In my mind there exists a kind of Beautiful Freaks family. It includes my father, Kim, my friend Rob who’s often been on the radio with me, Max who writes review for the website, Emma, with who I did the nicest interview a while ago, and Angela from Rainbow Reservoir, who’s been a guest in my show twice now. They don’t know about it, or each other, but they’re all part of the family.

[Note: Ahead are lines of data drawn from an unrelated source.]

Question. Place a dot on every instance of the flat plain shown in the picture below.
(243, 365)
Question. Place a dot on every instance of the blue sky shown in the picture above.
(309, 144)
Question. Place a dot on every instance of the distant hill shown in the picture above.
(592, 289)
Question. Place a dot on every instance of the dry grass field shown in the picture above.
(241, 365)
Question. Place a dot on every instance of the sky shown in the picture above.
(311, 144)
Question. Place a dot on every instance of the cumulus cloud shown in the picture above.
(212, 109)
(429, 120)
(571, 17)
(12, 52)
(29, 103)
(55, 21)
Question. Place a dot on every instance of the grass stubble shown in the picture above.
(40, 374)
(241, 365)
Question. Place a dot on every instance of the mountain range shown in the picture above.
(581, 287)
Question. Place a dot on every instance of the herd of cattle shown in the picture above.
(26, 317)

Rainbow Reservoir are playing tonight and I’m seeing them live for the first time. They sound heavy instead of quirky, like on most of their EP tracks, and my expectation that a banger like ‘Just Say Yes’ could work a lot better live indeed comes true. Of course, the lyrics are still tongue-in-cheek, with one of my favourite examples being from a new song they played: “Hey girls / What do you want? / Start a revolution? / Why not finish the one we have”. I think it’s called ‘Girls Vs. Boys’. Other new songs on the setlist have ominous titles such as ‘Creepy Kiss’ – which, given its short length, was almost certainly a joke song – and ‘Drunk Maria’. But it’s the softer songs that I love best, showing the heart Rainbow Reservoir have for indie pop. Two-in-one track ‘City Bike/Factor of 10’ is fast becoming my new favourite of theirs, and it deserves the slightly louder live rendition. So the songs are there, all my most treasured Oxford band needs now is the audience: only about 10 people were downstairs at Cellar when they started playing.

Max by the way thinks they sound like Half Man/Half Biscuit, a band I or Angela had never heard of before. I can see the connection. When we’re talking after the show he asks her where she’s from and I quip: that’s all already in the interview we did!

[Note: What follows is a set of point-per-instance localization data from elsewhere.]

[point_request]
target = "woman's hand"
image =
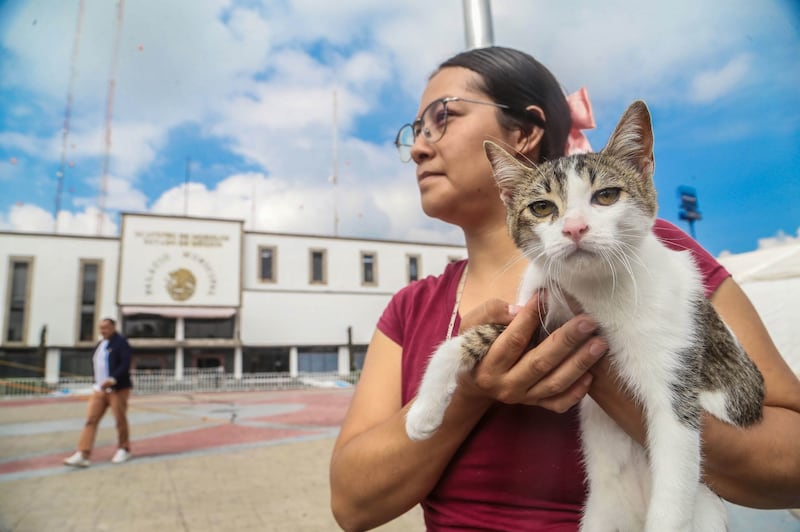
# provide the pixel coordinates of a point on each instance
(553, 374)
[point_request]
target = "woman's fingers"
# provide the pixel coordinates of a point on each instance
(569, 353)
(514, 341)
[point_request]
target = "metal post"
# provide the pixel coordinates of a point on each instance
(478, 24)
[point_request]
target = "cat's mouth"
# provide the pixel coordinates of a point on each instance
(577, 252)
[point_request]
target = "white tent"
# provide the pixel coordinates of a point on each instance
(771, 279)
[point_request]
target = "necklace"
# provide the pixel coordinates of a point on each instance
(460, 290)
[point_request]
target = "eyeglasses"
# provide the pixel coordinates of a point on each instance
(432, 124)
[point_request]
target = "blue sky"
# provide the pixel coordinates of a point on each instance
(241, 93)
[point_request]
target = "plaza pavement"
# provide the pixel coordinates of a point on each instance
(216, 462)
(201, 462)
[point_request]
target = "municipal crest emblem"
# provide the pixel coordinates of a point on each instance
(181, 284)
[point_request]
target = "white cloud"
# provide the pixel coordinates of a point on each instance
(120, 195)
(261, 77)
(709, 85)
(34, 219)
(779, 239)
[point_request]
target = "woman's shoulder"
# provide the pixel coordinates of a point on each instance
(674, 238)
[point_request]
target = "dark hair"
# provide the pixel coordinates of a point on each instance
(514, 78)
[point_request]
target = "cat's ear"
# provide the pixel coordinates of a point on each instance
(506, 168)
(632, 140)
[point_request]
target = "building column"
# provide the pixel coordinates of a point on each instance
(293, 362)
(344, 360)
(179, 336)
(237, 363)
(52, 365)
(179, 363)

Second support act Ella turns out to be Amber Arcades’ keyboard player. So basically Amber Arcades without singer Annelotte de Graaf. Her songs are nice, but not particularly surprising in any way. Amber Arcades themselves, on the other hand, have really become a well-oiled live machine. And it’s time for me to reappreciate them. When Fading Lines was released, I didn’t get the hype and thought that, with the exception of the mesmerising ‘Turning Lights’, their songs were rather repetitive and uniform. Seeing them live at End of the Road festival didn’t change that, even though Kim and I met them at the staff camping and shared a moment together brushing our teeth in the dark (and you would certainly expect that creates some sort of bond, right?).

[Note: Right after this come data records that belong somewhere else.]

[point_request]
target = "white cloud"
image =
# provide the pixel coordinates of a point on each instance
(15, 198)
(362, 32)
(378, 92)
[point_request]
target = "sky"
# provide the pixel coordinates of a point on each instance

But now, hearing them once more, it seems like Amber Arcades has changed. Suddenly they’re a forgotten French band from the psychedelic 60s, caught only on rare Compact Cassettes. Suddenly, they’re almost Beatlesque in the simplicity of their melodies. Suddenly, their shimmer reminds me of Deerhunter circa Halcyon Digest, say ‘Desire Lines’, which I then desperately want to hear, right there in one of Oxford’s basements. Suddenly, they’re Amber Arcades again, and you can hear the Dutchness in their sound, which I can only describe as craftmanship. Perhaps that’s what I struggle with: the decency of their songs. They are well-written songs, with well-written melodies, but there isn’t much more. At the same time, I’m not sure why I would want more: there’s nothing wrong with a song for the song’s sake.

A lot has been written about the hilarious situations to which De Graaf’s background as a lawyer has led – like calling out interviewers on their vague questions. This time, she tells us she will skip the bit where bands walk off stage only to come back for a staged encore because of time constraints. But, she tells us, procedures have to be followed, so she still says “This is our last song” before the one that would’ve been last before the encore. The actual last song then is of course ‘Turning Lights’, with its kraut-rock motorik, post-rock climax and space-rock noise. When that noise slowly enguls the cellar, it becomes hard to distinguish which sounds are a byproduct of the loudly oscillating sound waves, and which are a conscious product of the four musicians on stage who have now blended into one. It’s a moment that could last for ages, so when it’s over it’s way too soon.

Since then, I’ve played Fading Lines a couple of times. Amber Arcades is certainly at their best live, but using that memory I can now also appreciate the album more. It’s funny the way listening to music works. Funny and nice.